Wednesday, March 26th, 2008

In Potosi we set off to do what Jenny described as the hardest thing she’s ever done, and it wasn’t far down my list either. Potosi was (supposedly) the richest city in the world at one stage. They have mines and I believe it made them rich, but then the Spanish overworked them. I’m not too sharp on the details but I can tell you that for €1.70 you can buy a stick of dynamite there and blow up whatever you want. It’s not like you’re allowed blow up whatever you want, but it’s about as hard to come by as bread is in Ireland. Some English guys blew up a hostel in southern Bolivia with the dynamite they bought in Potosi. They found out fairly lively that that’s against the law and ended up behind bars until daddy bailed them out.

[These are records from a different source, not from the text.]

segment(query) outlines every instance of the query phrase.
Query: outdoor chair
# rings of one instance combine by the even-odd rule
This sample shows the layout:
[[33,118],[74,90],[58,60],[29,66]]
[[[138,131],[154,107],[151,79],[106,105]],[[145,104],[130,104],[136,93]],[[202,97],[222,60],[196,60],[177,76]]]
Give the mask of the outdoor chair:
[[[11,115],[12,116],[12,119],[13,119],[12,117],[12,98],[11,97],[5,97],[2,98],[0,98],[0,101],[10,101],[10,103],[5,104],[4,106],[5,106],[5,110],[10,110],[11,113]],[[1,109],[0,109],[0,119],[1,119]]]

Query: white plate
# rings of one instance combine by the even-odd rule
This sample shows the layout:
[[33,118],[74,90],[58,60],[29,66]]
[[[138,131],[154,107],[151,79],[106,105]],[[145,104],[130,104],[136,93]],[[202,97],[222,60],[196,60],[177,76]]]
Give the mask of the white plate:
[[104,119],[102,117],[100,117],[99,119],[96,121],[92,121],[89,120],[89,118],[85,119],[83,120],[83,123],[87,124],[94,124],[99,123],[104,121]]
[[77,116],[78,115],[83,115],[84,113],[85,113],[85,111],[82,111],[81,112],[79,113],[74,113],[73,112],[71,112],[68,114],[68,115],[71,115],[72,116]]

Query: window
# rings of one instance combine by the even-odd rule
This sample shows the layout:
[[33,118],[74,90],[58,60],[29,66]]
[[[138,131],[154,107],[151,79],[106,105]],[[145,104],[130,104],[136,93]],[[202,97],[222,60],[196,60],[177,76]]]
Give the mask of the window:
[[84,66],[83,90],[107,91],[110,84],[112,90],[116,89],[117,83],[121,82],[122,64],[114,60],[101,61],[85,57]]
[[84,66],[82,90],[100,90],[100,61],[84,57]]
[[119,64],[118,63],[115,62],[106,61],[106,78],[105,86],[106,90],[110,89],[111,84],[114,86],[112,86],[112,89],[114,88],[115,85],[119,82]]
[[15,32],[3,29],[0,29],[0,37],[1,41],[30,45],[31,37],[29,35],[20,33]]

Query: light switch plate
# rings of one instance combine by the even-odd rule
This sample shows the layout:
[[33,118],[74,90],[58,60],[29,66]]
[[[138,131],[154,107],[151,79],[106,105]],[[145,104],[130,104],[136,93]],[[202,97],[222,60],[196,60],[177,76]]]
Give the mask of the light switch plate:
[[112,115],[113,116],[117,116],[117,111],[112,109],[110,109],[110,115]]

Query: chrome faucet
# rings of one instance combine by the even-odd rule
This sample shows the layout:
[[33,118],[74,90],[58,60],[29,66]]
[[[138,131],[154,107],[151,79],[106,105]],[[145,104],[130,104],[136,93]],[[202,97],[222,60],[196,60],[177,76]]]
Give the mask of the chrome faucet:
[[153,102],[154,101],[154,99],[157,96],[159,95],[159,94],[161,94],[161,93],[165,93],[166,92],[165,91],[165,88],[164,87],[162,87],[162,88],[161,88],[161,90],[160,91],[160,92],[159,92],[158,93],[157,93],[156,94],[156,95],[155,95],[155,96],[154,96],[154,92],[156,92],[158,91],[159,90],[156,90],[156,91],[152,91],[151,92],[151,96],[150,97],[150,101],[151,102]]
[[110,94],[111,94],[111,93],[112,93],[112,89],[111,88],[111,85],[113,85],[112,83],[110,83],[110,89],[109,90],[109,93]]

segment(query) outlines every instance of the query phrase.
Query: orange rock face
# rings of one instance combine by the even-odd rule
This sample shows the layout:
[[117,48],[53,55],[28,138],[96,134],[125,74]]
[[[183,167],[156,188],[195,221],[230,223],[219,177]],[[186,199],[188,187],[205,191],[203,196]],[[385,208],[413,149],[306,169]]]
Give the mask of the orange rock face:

So with all this talk of dynamite we had to check this out. We met a Bolivian who greeting us with a few words of Irish, the quickest way to charm an Irish person, so we immediately decided he was our man. Both myself and Jenny hope to study International Development so we felt we had to experience what these guys do every day, and we were only looking at the work, they were they guys pushing and pulling tons of stones in the heat, with a severe lack of oxygen. Even outside the mine it was hard to breathe. Potosi is the highest city in the world, if the guide book is to be belived, at 4300 metres (around 13,000 feet).